This act was read to all the present, and signed only by the Minister and the witnesses, as the newly-weds declared that they cannot write.

1) gubernia was an administrative division in Russia - compare http://en.wikipedia.org/wiki/Guberniya. Also, I actually made a typo in the original transcription. It says "Gubernialnym", not "Guberialnym"
2) it says "starozakonny", which literally means "(one) of the Old Law / Testament", and which is a now-archaic word meaning "Jewish"
3) in the sense "a woman never married before", of course, not "a servant"
4) I'm not sure if "Rodals" is a proper word in English - but these are scrolls of Torah
5) it says "faktor", which is an old word for a trading intermediary (agent)
6) Rabbi Alfabet, that is


----------



## PocketWatch

Thank you very much for the translation!! I actually ordered this record from jewishgen.org and have done lots and lots of research on it.
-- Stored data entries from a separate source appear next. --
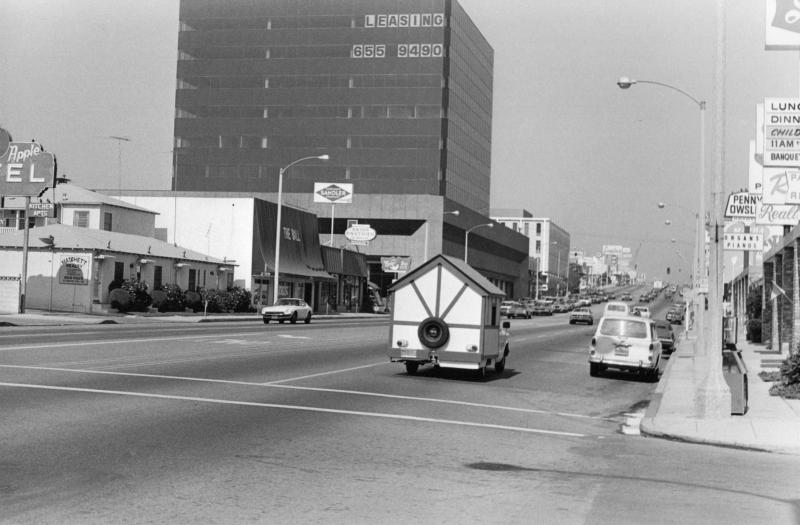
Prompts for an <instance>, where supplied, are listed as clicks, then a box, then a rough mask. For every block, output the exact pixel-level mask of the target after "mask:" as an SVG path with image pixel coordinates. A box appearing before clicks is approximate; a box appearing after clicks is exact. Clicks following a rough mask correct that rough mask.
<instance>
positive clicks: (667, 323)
mask: <svg viewBox="0 0 800 525" xmlns="http://www.w3.org/2000/svg"><path fill="white" fill-rule="evenodd" d="M655 326H656V337H658V340H659V341H661V351H662V352H663V353H665V354H671V353H672V352H674V351H675V332H673V331H672V324H671V323H669V322H667V321H656V323H655Z"/></svg>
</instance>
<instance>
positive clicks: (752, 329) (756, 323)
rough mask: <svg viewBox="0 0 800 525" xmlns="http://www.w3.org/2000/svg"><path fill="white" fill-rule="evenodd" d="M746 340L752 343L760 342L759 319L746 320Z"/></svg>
mask: <svg viewBox="0 0 800 525" xmlns="http://www.w3.org/2000/svg"><path fill="white" fill-rule="evenodd" d="M747 340H748V341H752V342H753V343H760V342H761V319H748V320H747Z"/></svg>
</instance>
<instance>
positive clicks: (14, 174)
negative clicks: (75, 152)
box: [0, 128, 56, 314]
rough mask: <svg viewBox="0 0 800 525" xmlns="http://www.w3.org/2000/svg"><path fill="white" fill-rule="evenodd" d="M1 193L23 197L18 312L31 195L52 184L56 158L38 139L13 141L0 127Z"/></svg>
mask: <svg viewBox="0 0 800 525" xmlns="http://www.w3.org/2000/svg"><path fill="white" fill-rule="evenodd" d="M0 151H2V152H3V154H2V155H0V196H4V197H5V196H23V197H25V233H24V237H23V241H22V276H21V277H20V287H19V313H21V314H24V313H25V293H26V288H27V281H28V243H29V239H30V220H29V219H30V217H31V215H30V208H31V197H32V196H34V195H41V194H42V193H43V192H44V190H46V189H47V188H53V187H55V182H56V158H55V156H54V155H53V154H52V153H48V152H46V151H45V150H44V148H43V147H42V145H41V144H39V143H38V142H12V139H11V134H10V133H9V132H8V131H6V130H4V129H2V128H0Z"/></svg>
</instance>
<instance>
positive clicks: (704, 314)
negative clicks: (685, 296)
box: [617, 77, 706, 349]
mask: <svg viewBox="0 0 800 525" xmlns="http://www.w3.org/2000/svg"><path fill="white" fill-rule="evenodd" d="M634 84H654V85H656V86H661V87H665V88H667V89H671V90H673V91H675V92H677V93H680V94H681V95H683V96H685V97H686V98H688V99H689V100H691V101H692V102H694V103H695V104H696V105H697V107H698V109H699V110H700V199H699V204H698V211H697V217H698V227H697V232H696V233H697V238H696V240H695V242H696V243H697V246H696V248H695V252H696V255H697V272H696V282H695V283H694V290H695V303H696V304H695V311H696V315H695V317H696V319H697V323H698V324H697V327H698V329H697V348H698V349H703V348H704V344H705V341H704V334H703V330H704V328H705V313H704V310H705V300H704V298H703V297H700V296H699V290H700V286H701V285H702V282H703V278H702V277H703V276H704V275H705V264H703V261H702V260H701V258H703V255H704V254H705V242H706V236H705V228H704V227H703V228H701V227H700V224H699V222H700V220H702V219H703V218H704V217H705V216H706V138H705V137H706V134H705V128H706V102H705V101H704V100H699V99H696V98H695V97H693V96H692V95H690V94H689V93H687V92H686V91H684V90H682V89H680V88H677V87H675V86H672V85H670V84H666V83H664V82H657V81H655V80H633V79H630V78H628V77H620V79H619V80H618V81H617V85H618V86H619V87H620V89H628V88H629V87H631V86H632V85H634Z"/></svg>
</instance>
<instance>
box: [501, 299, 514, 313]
mask: <svg viewBox="0 0 800 525" xmlns="http://www.w3.org/2000/svg"><path fill="white" fill-rule="evenodd" d="M513 304H514V301H503V302H502V303H500V315H501V316H502V315H505V316H506V317H508V311H509V310H511V305H513Z"/></svg>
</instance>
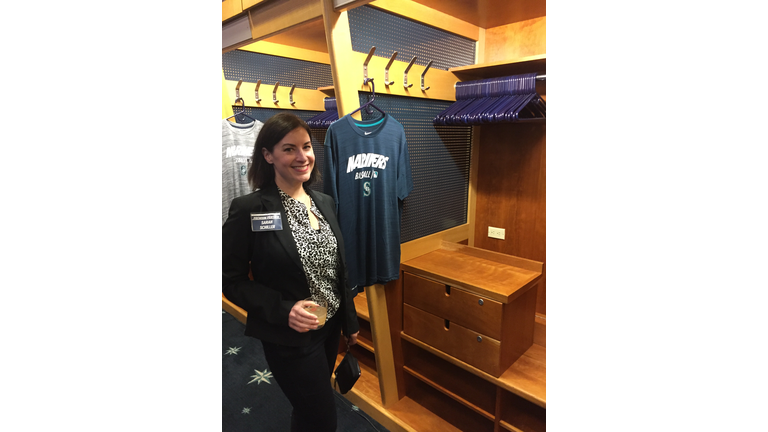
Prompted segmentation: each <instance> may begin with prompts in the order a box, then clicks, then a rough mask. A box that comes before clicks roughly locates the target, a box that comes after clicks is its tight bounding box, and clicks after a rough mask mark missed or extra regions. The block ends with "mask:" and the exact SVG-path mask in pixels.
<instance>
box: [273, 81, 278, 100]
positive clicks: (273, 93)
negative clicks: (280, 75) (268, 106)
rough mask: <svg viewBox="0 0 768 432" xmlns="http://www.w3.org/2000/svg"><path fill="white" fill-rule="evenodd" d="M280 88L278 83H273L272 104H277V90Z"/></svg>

I have a few things that I would like to clarify. 

Did the Rabbi arrive with Lewa and Chaja Golda?
Lewa "earned his living by trade" correct?
Both of Chaja Golda's parents were deceased? 

Thank you again for the translation.


----------



## robin74

PocketWatch said:


> Did the Rabbi arrive with Lewa and Chaja Golda?
> Lewa "earned his living by trade" correct?
> Both of Chaja Golda's parents were deceased?


Yes on all three.


----------